With only two releases to its name, this one-man outfit has quite the kvlt following. In 2003, the band (or man?) released a debut of unsettling choral chants, creepy film clips, and one of the most uncomfortable vibes of any black metal record I’ve ever heard. Not only was it the introduction to the band, but it was also the introduction to the man behind it.4 The 2009 follow-up, Marantha, continued to push the envelope5—increasing the riff-count and introducing more atmospheric textures. Now, nearly a decade later, Hekatomb stands as the third installment of the trilogy. It’s as vicious as Salvation and as epic as Marantha—the perfect combination for the finale of any trilogy.

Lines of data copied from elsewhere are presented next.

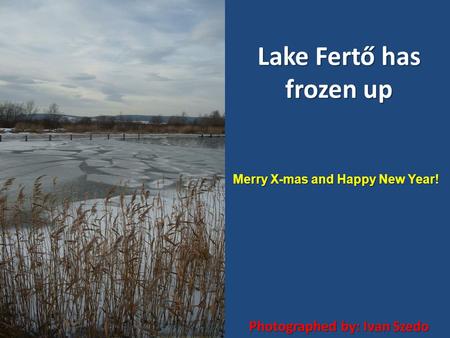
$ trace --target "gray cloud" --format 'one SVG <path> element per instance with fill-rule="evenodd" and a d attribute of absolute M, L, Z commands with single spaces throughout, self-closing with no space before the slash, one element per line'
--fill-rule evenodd
<path fill-rule="evenodd" d="M 168 77 L 161 76 L 158 73 L 149 73 L 147 74 L 148 81 L 170 81 Z"/>
<path fill-rule="evenodd" d="M 63 83 L 63 84 L 61 85 L 61 87 L 65 87 L 65 88 L 77 88 L 77 86 L 75 86 L 75 85 L 65 84 L 65 83 Z"/>
<path fill-rule="evenodd" d="M 31 78 L 22 77 L 19 75 L 7 75 L 0 74 L 0 81 L 7 82 L 8 84 L 24 85 L 24 84 L 35 84 L 36 81 Z"/>
<path fill-rule="evenodd" d="M 0 100 L 71 114 L 224 109 L 224 0 L 0 2 Z"/>
<path fill-rule="evenodd" d="M 89 80 L 95 80 L 97 77 L 95 75 L 92 74 L 78 74 L 75 76 L 70 77 L 71 80 L 75 80 L 75 81 L 89 81 Z"/>
<path fill-rule="evenodd" d="M 103 94 L 106 96 L 106 100 L 114 102 L 122 102 L 123 94 L 113 86 L 106 86 L 102 88 Z"/>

In classic Funeral Mist form, you don’t know shit about what’s gonna hit you until it’s too late. Case-in-point: opener “In Nomine Domini.” It unleashes filthy fretboard slides and headbangable chugs that pair classic Scandinavian black metal with thrashy interludes. The riffs are as violent as an earthquake, yet focus on the task at hand. But, Arioch’s vocals are not. In Marduk, he’s calculated and controlled. In Funeral Mist, he’s unhinged and animalistic. A technique magnified on “Shedding Skin.” This track borrows the aggression from the opener, enveloping it in a barrage of lightning-fast 1349 riffage and vocals that give no-fucks about you or your eardrums.

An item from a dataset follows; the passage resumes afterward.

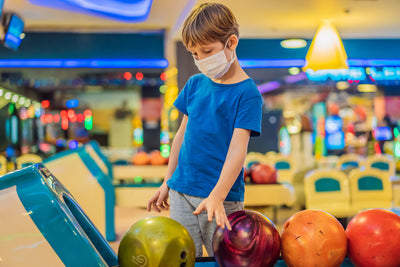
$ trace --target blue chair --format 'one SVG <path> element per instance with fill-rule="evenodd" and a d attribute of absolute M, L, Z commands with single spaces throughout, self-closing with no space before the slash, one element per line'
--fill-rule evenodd
<path fill-rule="evenodd" d="M 74 197 L 42 164 L 0 177 L 4 266 L 115 266 L 118 258 Z"/>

Then begins the album’s transition into the more epic and more melodic. Now, don’t get me wrong, “Cockatrice” ain’t a snoozer or navel-gazer. That’s made clear in its first-half of Mayhem-sized riffage. But, after fading away around the 4:00 mark, the song’s eerie effects and windy landscapes signal a transformation for the album. The closing cymbal crashes and bass/snare hits bring about a true “Metamorphosis”—revealing a song stricken with mid-paced blackness, emotional choral chants, and some of the rawest barks, gurgles, and shrieks on the disc. Yet, this is only the beginning. “Hosanna” and closer “Pallor Mortis” take hold of you and drag you deeper into the mist. The former is as fast and heavy as any on the album, but its build is also the grandest. Which doesn’t seem possible with a mere four-and-a-half-minute runtime. The closer takes the reins from its predecessor, mixing in starch to achieve the consistency to day-old blood. It’s pure hate, pure emotion, and its spoken-word midsection is purely unsettling.

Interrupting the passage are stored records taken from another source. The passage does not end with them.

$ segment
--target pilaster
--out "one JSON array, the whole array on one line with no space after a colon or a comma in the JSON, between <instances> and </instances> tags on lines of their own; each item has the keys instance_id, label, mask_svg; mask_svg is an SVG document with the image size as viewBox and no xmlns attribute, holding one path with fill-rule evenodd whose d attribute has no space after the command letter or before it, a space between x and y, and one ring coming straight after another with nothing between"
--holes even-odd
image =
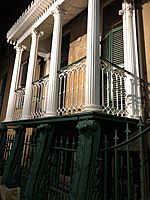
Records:
<instances>
[{"instance_id":1,"label":"pilaster","mask_svg":"<svg viewBox=\"0 0 150 200\"><path fill-rule=\"evenodd\" d=\"M123 2L119 13L123 17L124 67L125 70L135 75L127 74L125 80L127 115L138 117L141 115L141 94L133 5Z\"/></svg>"}]
</instances>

Hekatomb succeeds Marantha as perfect as Marantha succeeds Salvation. It’s fast, heavy, aggressive, and unapologetic. Though there’s no mystery to the outcome of an album like this, Hekatomb feels fresher, more passionate, and more spontaneous than most traditional black metal records of 2018. So, join the hype and let us celebrate the grandest hekatomb of them all.

Tracks to check out: “In Nomine Domini,” “Cockatrice,” and “Hosanna”


Show 5 footnotes

  1. And the comments of almost every black metal review for the rest of the year.
  2. Or Arioch.
  3. Not my fault. We never received the promo.
  4. As Arioch/Mortuus had yet to record with Marduk at this point.
  5. Especially with that lovely album cover.